Farm workers in denim come to feed the cows,
who rush the fence and get their grain.
The blue truck moves on toward some sows;
pigs grunt and squeal as though in pain.
August’s sky opens up like morning glories,
and flocks of swallows are slate-blue darts.
The fence’s blue shadows tell fall stories
of ripening fruit, long nights, hay carts.
In time, such sights will make me sad.
Now, I smile at late-day blues and am glad.

 

Prudence Island Transport

 

Travel by boat is the way to go.
Start by leaving the land.
Once launched, go back in time
and become surrounded by the sea.
The elements take over
to give refuge from the other life.

Feel transported into a different life.
The need to come and go
or say that the day is over
is controlled less by the land
than by the sea.
For us, that means endless time.

Sun and moon also control time
for people and for wildlife.
Evening meals are gleaned from the sea.
Low tide determines when to go
clamming; incoming tide, when gulls land
to pick seaweed over and over.

Everything must be carried over
by boat.  Ferry departure time
causes a surge from the mainland.
Arrival on Prudence brings new life
to the dock as islanders go
inspect their bounty from the sea.

The island keeps its sea
heritage, while conservators exert control over
acres of forest, meadow, and beach.  Go
twelve miles north in real time
to view the contrast of Providence’s urban life –
many people squeezed onto very little land.

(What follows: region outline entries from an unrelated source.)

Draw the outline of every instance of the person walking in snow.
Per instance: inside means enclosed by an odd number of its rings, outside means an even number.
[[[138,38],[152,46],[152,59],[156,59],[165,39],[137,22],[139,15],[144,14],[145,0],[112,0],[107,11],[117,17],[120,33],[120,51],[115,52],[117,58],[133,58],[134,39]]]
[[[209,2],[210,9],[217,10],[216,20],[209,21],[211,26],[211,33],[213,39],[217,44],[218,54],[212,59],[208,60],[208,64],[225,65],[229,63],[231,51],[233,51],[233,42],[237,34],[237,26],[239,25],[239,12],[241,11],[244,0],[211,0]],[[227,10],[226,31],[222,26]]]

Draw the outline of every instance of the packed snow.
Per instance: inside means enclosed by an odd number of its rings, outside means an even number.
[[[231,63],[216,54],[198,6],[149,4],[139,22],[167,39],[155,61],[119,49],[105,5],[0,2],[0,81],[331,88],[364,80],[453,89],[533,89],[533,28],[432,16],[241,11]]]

Travel for miles on island land
and find fewer people than boats on the sea.
Islanders seem to live an old-fashioned life
where everyone waves, and cars move over
to share the road.  Neighbors take the time
to say “hello” and to watch you go.

Start from land and feel the sky take over.
Abandon yourself to sea changes; lose all track of time.
Find new life in old places as tides come and go.

Stopping by Pete’s Pond
on a Summer Morning

 

At nine, the air is hot and still.
The perch and doves are feeding well
on bugs and seeds, to get their fill
before the fall and first snow’s knell.
White lilies grow at water’s edge;
the shallow depths are what they like.
Birds fly to safety from the ledge;
two snappers lurk near, by the dike.
The world goes on for folks and frogs.
Town trucks beep-beep on distant roads.
Neighbors come to walk their dogs,
who splash about and bark their codes.
I rest and write while peace seeps in,
life’s gift to me from wing and fin.